Tycho responded to some of the ideas in my post yesterday (I'm sure he received the same ideas from many, many different writers) in his newspost today. It reads in part:
People who buy used games are not pirates, by definition. Used games (used everything, really) are and will continue to be a legal and protected form of commerce. Other industries have done what they can to co-opt, destroy, or harvest those markets, but their existence is settled law. What I have said is that the end result of that purchase from a developer perspective must be indistinguishable. Isn't it? That is the question I couldn't answer. I still can't answer it. And because I couldn't, I had to change the way I invested my leisure dollar.
So the first question is, should the end result of a used purchase be the same as a new purchase, from the perspective of a developer?
My answer, you might be surprised to hear, is yes-- but this is already true.
Think of sales figures. A game launches and shortly announces that it has sold one million copies. By next month, let's say a high percentage-- 50%-- of those copies have hit the secondary market.
What do you claim as a sales figure now? One million? Or a million and a half?
I think the clear answer is one million. Used DVDs don't count towards sales figures. Used cars don't count towards car sales. They are not additional sales. The same unit already sold has been sold forward. The original purchaser is no longer a client of the developer or the publisher. The developer and publisher have no obligation to discharge to him, and they are no longer entitled to count him among their clients. The current legal owner is the client-- and his copy has already been counted as a sale. The initial purchaser has, in reality, merely leased the game, paying only the difference between the new purchase price and his resale price as a fee for playing the game as long as he held onto it.
If a gamer buys a game on release day for $60, plays it for two weeks, sells it used for $20 to a GameStop, who turns around and charges $40 to another guy, who holds on to the game for years and plays it regularly-- who is the client? It is not sufficient to say that the used buyer is not a thief or a cheat, or merely to admit grudgingly that no laws have been broken. In this scenario, he is the true client.
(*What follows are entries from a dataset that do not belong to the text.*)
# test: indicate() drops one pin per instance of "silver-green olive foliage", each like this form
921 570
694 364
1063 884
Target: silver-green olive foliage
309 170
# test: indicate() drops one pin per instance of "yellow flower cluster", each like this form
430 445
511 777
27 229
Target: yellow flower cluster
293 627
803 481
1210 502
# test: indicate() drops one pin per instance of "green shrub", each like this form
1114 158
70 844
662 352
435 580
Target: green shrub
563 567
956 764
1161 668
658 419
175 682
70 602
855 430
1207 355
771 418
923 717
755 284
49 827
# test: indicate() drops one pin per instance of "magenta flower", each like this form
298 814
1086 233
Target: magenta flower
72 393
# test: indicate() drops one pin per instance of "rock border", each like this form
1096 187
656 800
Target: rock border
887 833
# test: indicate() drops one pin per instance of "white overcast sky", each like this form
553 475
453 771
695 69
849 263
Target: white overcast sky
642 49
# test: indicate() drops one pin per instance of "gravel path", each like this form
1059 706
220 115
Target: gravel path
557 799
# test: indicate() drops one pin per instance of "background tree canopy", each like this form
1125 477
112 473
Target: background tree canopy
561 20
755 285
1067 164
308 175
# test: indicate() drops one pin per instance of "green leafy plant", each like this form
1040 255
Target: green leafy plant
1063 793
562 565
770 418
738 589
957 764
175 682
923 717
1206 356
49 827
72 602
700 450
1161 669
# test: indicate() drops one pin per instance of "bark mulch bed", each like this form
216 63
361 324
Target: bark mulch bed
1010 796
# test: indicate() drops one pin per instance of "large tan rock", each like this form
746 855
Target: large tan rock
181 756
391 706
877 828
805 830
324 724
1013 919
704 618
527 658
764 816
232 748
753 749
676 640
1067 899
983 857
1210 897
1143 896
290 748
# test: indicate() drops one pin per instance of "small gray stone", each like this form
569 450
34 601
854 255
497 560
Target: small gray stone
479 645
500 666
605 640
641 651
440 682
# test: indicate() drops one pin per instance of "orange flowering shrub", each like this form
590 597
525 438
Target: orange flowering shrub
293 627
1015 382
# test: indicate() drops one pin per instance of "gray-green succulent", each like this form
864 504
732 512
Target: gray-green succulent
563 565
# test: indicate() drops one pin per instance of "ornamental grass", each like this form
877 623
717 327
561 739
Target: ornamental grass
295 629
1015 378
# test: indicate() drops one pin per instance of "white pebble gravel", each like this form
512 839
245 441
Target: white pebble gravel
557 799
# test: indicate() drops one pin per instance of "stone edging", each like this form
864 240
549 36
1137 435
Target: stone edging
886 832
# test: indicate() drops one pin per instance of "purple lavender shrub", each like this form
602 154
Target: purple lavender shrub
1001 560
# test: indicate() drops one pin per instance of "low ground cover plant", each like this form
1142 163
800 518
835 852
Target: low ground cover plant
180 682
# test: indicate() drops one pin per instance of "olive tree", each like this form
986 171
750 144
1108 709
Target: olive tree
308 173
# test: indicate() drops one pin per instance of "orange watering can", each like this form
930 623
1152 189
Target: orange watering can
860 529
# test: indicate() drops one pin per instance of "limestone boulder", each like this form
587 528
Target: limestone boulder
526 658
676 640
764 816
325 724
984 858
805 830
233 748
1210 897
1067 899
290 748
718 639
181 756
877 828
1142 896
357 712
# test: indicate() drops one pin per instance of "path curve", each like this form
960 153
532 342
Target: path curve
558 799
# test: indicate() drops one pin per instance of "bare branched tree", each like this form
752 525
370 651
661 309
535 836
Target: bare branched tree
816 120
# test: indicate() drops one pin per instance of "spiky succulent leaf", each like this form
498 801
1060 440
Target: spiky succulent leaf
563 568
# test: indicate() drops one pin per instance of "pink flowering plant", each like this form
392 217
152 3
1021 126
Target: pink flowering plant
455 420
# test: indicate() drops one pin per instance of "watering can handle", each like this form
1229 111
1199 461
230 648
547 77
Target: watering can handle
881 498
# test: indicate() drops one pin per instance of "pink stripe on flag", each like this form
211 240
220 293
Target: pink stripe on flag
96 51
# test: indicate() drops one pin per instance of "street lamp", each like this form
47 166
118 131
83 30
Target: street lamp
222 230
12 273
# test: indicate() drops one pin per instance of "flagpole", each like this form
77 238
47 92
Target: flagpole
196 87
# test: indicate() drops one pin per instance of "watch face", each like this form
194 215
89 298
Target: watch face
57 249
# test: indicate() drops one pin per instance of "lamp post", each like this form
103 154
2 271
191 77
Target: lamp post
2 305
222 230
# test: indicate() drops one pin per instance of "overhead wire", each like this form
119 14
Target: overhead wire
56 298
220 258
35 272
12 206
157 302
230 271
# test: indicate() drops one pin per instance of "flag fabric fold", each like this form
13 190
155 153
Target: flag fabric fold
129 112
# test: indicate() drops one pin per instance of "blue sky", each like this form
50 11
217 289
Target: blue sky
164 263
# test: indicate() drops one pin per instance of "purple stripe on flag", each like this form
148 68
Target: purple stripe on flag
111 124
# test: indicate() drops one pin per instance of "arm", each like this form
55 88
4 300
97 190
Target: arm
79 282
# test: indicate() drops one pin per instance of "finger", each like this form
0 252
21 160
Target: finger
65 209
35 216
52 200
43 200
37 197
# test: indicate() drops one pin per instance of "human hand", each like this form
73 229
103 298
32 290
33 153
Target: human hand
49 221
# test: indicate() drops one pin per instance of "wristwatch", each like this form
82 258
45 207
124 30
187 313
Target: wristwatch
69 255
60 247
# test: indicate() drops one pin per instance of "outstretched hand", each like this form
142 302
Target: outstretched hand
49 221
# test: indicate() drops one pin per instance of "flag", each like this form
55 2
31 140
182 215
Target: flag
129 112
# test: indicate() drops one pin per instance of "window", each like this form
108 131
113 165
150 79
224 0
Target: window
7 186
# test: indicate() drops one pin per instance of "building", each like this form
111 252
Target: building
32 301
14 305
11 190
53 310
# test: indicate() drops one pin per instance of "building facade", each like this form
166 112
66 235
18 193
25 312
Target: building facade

He is the developer's audience because he bought the game, whereas the initial purchaser only rented it.
People want to talk about used cars, or libraries, or any other thing really, but I'm not talking about the universe in general - I'm talking about the tiny part of it I have any control over. That bit up there is the part I can't resolve: the moral dimension contained within the purchase. Yes, I'm giving somebody money when I buy used. Is that sufficient? What is the end result, and what systems am I sustaining by doing so?
Is giving somebody money sufficient? Yes, it is. Not just for games, but for every single conceivable type of consumer good ever invented. Games are not unique in any respect. They are different in some ways from forms of durable goods like cars and computers, and different in still other ways from forms of entertainment like books, music, and films. They are not so different as to require a form of financial transaction different in kind from all others.
It is completely sufficient that there be a legitimate chain of custody that connects the current owner of a game with its legitimate source, the publisher. All else is navel-gazing. If developers or gamers feel there is a moral dimension to this purchase that is unfulfilled, then developers can put out a tip jar and see what they get, or use other legitimate methods, like Project Ten Dollar, to build a relationship with those consumers.
Perversely, though, when you look at it, Project Ten Dollar is literally subsidizing the very behavior the publishers are trying to eliminate. No one can buy a used game until someone is willing to sell it. The initial purchaser of the game at full price, who gets the benefit of PTD DLC for free, stands to lose nothing by selling his game into the used market. GameStop is not likely to pay him less because of the DLC-- it was never included in the original transaction. A $60 game will be worth $X to GameStop on the used market according to many factors, of which I don't think DLC is one of them.
What PTD tries to do is raise extra revenue from used game purchasers-- to continue to extract more income from a single unit sold. If they are trying to reduce demand for used games, I think they are barking up the wrong tree. People willing to wait and buy discounted used games are probably just as capable of eschewing DLC.